Why we can’t blame tech for the exam result scandal

Jonathan Birch

26 Aug 2020

‘Like the sinking of the Titanic’. A contributor for The Times Education Supplement did not hold back on their assessment of the UK Government’s management of this year’s academic results.

And who could blame them? The algorithm used by Ofqual to determine final grades – in lieu of students physically sitting the exams – was not only deeply flawed but regarded by many as purposely cruel.

And just as the cruise liner famously sank, so did the hearts of thousands after A-Level results day revealed that their final grades weren’t as they had hoped. Simply because a grading model dreamt up in April said so.

A staggering 40% of results were downgraded, and those from poorer backgrounds were said to be most negatively affected by the model backed by the Secretary of State.

Whilst the UK Government is working to fix this disaster, the manner in which this has all happened raises questions about how we use algorithms and equations to make such important decisions for society.

Not the first time

A recent Wired article by Matt Burgess explores these questions in detail, and highlights how the A-Level results debacle isn’t actually the first major failure of this kind for the UK public sector. Earlier this month, the Home Office dropped a “racist” visa decision algorithm that graded people on their nationalities, and the current system deciding Universal Credit has also been judged by many to be unfit for purpose.

The difference between the exam results fiasco and the other examples referenced by Burgess, is that the model used by Ofqual wasn’t powered by technology but by an equation known as ‘Pkj = (1-rj)Ckj + rj(Ckj + qkj – pkj)’. Those not already familiar with how this equation has been structured could do worse than read the Guardian’s thorough breakdown of each section and why it was always doomed to fail.

What these models all have in common is that they have done a catastrophic job of making automated socio-economic choices based on historic data. But their failings do not stem from a decision to use tailored equations, artificial intelligence (AI) or machine learning. They come from the thinking applied to each of these tools.

Thinking ethically

Take AI for example. Kathy Baxter, an Architect of Ethical AI Practice at Salesforce, explained that we can only trust AI to make ethically-sound decisions when the technology has been structured and used in a truly ethical way.

One way to do this is through diversity of thought. Organisations can reduce exclusion and bias from their AI models by looking at the inherent discrimination –accidental or otherwise – sitting within the teams building and applying it. The most obvious place to start is by assessing who is being hired and promoted based on gender, age, race, and social class.

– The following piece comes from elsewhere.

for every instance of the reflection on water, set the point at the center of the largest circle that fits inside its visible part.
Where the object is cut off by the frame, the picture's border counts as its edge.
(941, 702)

Working with more diverse teams can help prevent thinking becoming restricted and thereby limit discriminatory bias. But striking this kind of cultural balance is incredibly difficult when there is a major shortage of skilled AI workers to choose from. Tencent research found that there are only 300,000 skilled AI engineers globally, even though millions are needed. And a recent report from the World Economic Forum found that gender diversity alone is a huge issue within the AI field – only 22% of the global workforce is female.

Hiring challenges

The Telegraph’s Technology Editor Robin Pagnamenta points to these challenges as contributing factors to the government’s recent algorithmic and modelling woes. He stresses that within the government, only limited expertise exists, which is forcing civil servants to rely on third party providers who may have little vested interest in the consequences of their work.

But hiring that expertise in-house is difficult when salaries for skilled workers have skyrocketed due to the skills shortage. Building a diverse team of technically skilled experts is even more challenging for the same reasons, especially when the talent pool is so restricted.

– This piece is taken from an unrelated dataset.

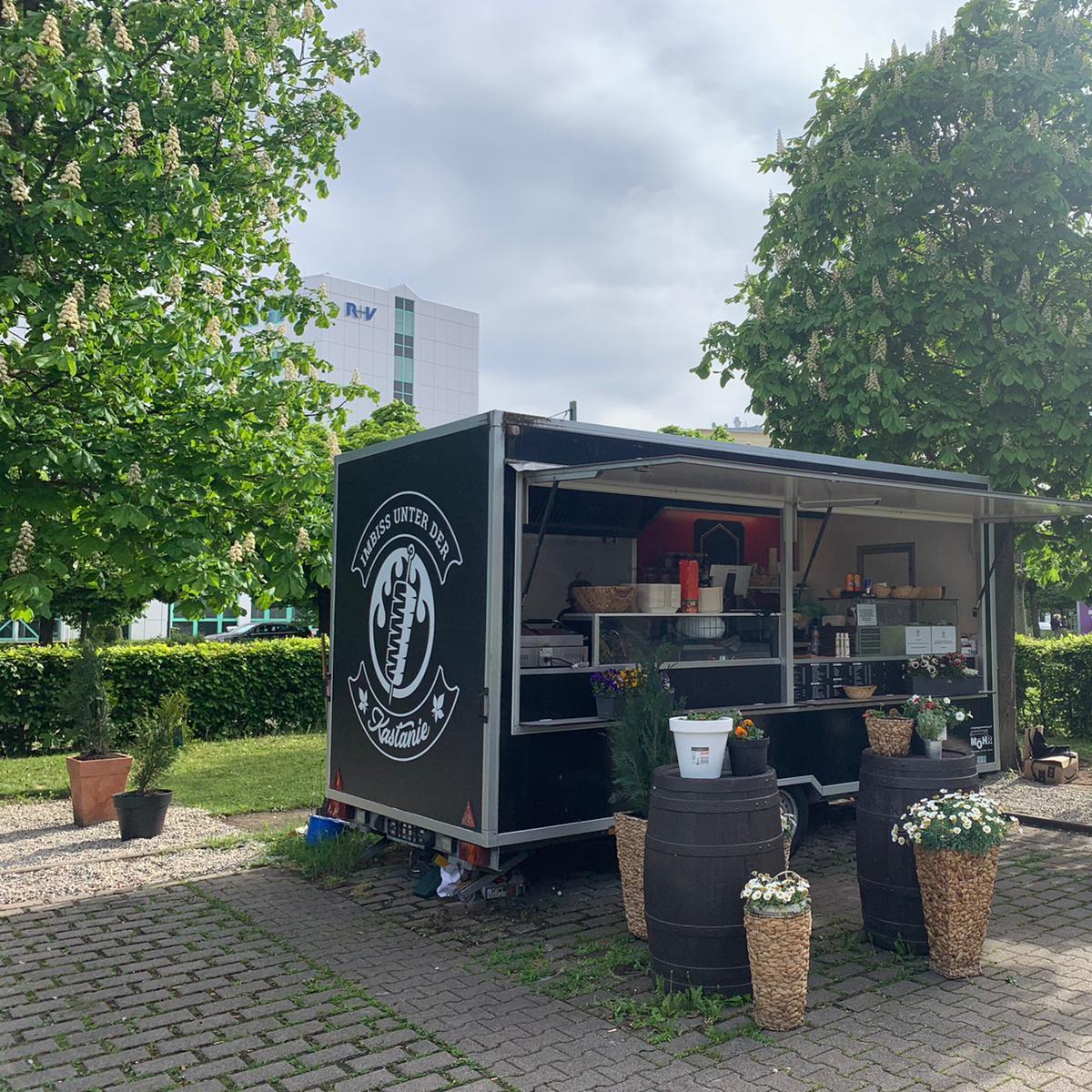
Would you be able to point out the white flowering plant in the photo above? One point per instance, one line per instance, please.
(933, 716)
(966, 823)
(784, 891)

In the case of this year’s academic results, the skillsets of the people responsible for pulling together the statistical model are decidedly less important. After all, AI and machine learning technologies were not part of the process that has caused so much stress and upheaval to young people across the UK.

But when Ofqual’s chief regulator Sally Collier announced yesterday that she was stepping down in light of chaos, it was said that “the fault was not hers alone”, and that “ministers have questions to answer over the extent to which they scrutinised and challenged the methodology and reliability of the statistical model, particularly given the enormity of the task and the importance of getting it right”.

The exact skillsets might not be crucially important. But the range of minds involved will be. And how the government and Ofqual thought up this mess is a question we would all surely like an answer for.